Microsoft is partially solving the issue for its user base with the funky Hyper-V containers that it released to some industry head-scratching with Windows Server 2016. (Why add the management and processing overhead of virtualization to containers?) The rest of the solution is coming from Docker and from Linux distributors, who are committing to building lightweight Linux kernels that will run inside the Hyper-V containers.
John Gossman, Microsoft Azure lead architect and Linux Foundation board member, took the stage at DockerCon in Austin, Texas, on Tuesday to demonstrate a Linux container running inside a Hyper-V container inside a Windows Server.
Mike Schutz, general manager of product marketing in the Cloud + Enterprise division at Microsoft, described the significance of the moment in a blog post Wednesday. "Yesterday we showed for the first time, a Linux container running natively on Windows Server using the Hyper-V isolation technology currently available only to Windows Server Containers," Schutz wrote Wednesday. (See here for a primer on how containers of different types work across the Microsoft stack.)
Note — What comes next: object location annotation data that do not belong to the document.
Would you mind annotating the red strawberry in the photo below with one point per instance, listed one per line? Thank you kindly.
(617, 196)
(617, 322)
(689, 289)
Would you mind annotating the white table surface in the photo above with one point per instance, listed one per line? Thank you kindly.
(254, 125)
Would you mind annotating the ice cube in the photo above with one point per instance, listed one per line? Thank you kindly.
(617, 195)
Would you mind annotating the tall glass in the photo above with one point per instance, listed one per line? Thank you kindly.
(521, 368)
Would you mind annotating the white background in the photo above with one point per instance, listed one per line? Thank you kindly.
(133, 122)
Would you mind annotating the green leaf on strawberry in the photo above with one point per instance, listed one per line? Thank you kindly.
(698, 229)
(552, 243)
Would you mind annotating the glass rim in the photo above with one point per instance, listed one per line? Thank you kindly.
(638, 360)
Now that the Linux-in-Hyper-V approach is formally unveiled, Gossman presented the Linux support as a logical next step in Hyper-V containers. "When we announced and launched Hyper-V Containers it was because some customers desired additional, hardware-based isolation for multi-tenant workloads, and to support cases where customers may want a different kernel than what the container host is using -- for example different versions. We are now extending this same Hyper-V isolation technology to deliver Linux containers on Windows Server. This will give the same isolation and management experience for Windows Server Containers and Linux containers on the same host, side by side," he said in a post.
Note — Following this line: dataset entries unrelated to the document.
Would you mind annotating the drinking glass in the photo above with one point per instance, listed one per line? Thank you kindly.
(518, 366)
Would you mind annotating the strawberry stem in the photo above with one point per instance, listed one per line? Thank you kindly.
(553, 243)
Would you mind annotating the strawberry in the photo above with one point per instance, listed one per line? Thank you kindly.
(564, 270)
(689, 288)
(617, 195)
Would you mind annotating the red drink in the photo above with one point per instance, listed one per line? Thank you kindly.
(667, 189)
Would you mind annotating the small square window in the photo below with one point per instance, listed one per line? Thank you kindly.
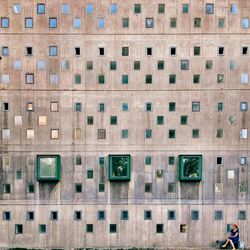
(89, 65)
(101, 133)
(148, 188)
(149, 107)
(221, 23)
(149, 51)
(112, 228)
(41, 64)
(185, 8)
(101, 215)
(42, 228)
(6, 188)
(171, 160)
(171, 133)
(137, 65)
(194, 215)
(243, 106)
(209, 8)
(137, 8)
(218, 215)
(160, 65)
(244, 78)
(148, 79)
(184, 120)
(77, 23)
(195, 106)
(171, 106)
(5, 22)
(89, 9)
(40, 8)
(245, 23)
(78, 187)
(197, 22)
(171, 187)
(195, 133)
(209, 64)
(242, 215)
(65, 8)
(89, 228)
(124, 215)
(101, 23)
(173, 22)
(77, 215)
(148, 133)
(161, 8)
(172, 79)
(124, 133)
(90, 174)
(160, 120)
(147, 215)
(125, 22)
(54, 107)
(184, 64)
(159, 228)
(244, 50)
(149, 22)
(16, 8)
(197, 50)
(52, 22)
(234, 8)
(101, 187)
(30, 215)
(113, 8)
(18, 229)
(78, 79)
(6, 215)
(243, 133)
(148, 160)
(171, 215)
(53, 215)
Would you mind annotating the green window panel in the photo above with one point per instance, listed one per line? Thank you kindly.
(48, 167)
(190, 167)
(119, 167)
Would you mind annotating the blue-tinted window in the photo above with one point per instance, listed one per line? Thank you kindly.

The premier of the Linux container on Windows coincided with Docker's big reveal this week around the Moby Project and LinuxKit -- with an emphasis on creating lightweight and secure Linux kernels from Docker and others to run inside containers. One of the problems that approach solves is providing a Linux kernel inside containers on non-Linux platforms, such as Windows Servers, Windows clients or Apple Macs. Those Linux kernels, which themselves are built from swappable container parts, can take up as little as 35MB.
In an official blog post this week, Justin Cormack, a software engineer at Docker, mentioned the LinuxKit work in the context of the Docker-Microsoft relationship that dates to 2014: "The next step in that collaboration...is that all Windows Server and Windows 10 customers will get access to Linux containers and we will be working together on how to integrate LinuxKit with Hyper-V isolation."
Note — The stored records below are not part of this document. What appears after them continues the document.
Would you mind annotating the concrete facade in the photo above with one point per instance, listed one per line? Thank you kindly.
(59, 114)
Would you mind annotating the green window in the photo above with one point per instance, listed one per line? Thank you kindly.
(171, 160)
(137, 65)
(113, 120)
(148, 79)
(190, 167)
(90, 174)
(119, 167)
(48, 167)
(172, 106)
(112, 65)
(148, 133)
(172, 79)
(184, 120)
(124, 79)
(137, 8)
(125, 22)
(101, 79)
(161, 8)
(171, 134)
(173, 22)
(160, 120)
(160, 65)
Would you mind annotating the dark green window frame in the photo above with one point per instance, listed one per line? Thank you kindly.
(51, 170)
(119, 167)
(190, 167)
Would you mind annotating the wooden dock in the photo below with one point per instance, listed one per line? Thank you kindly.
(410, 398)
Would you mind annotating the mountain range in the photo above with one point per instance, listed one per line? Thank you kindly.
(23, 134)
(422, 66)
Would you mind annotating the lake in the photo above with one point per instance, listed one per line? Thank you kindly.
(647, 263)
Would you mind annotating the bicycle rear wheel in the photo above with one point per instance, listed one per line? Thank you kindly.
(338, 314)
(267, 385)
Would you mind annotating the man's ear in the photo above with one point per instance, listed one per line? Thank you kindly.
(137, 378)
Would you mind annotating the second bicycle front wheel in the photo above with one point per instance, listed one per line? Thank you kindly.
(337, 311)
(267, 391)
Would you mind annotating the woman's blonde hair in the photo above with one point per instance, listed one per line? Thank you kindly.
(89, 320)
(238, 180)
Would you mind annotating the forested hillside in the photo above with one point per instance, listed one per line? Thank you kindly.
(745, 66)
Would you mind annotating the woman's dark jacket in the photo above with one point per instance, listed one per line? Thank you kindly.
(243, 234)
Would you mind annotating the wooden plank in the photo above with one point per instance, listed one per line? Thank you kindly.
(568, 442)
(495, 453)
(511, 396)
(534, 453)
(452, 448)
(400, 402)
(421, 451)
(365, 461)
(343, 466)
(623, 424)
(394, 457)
Gossman's Microsoft post provides a hint at how excited the open source community is about the opportunity to spread Linux-based containers across the global installed base of Windows Servers. Senior executives at Canonical, Intel, Red Hat and SUSE all provided statements about how they will be working over the next few months with Microsoft's open source integration code to create Linux container OS images for Hyper-V containers.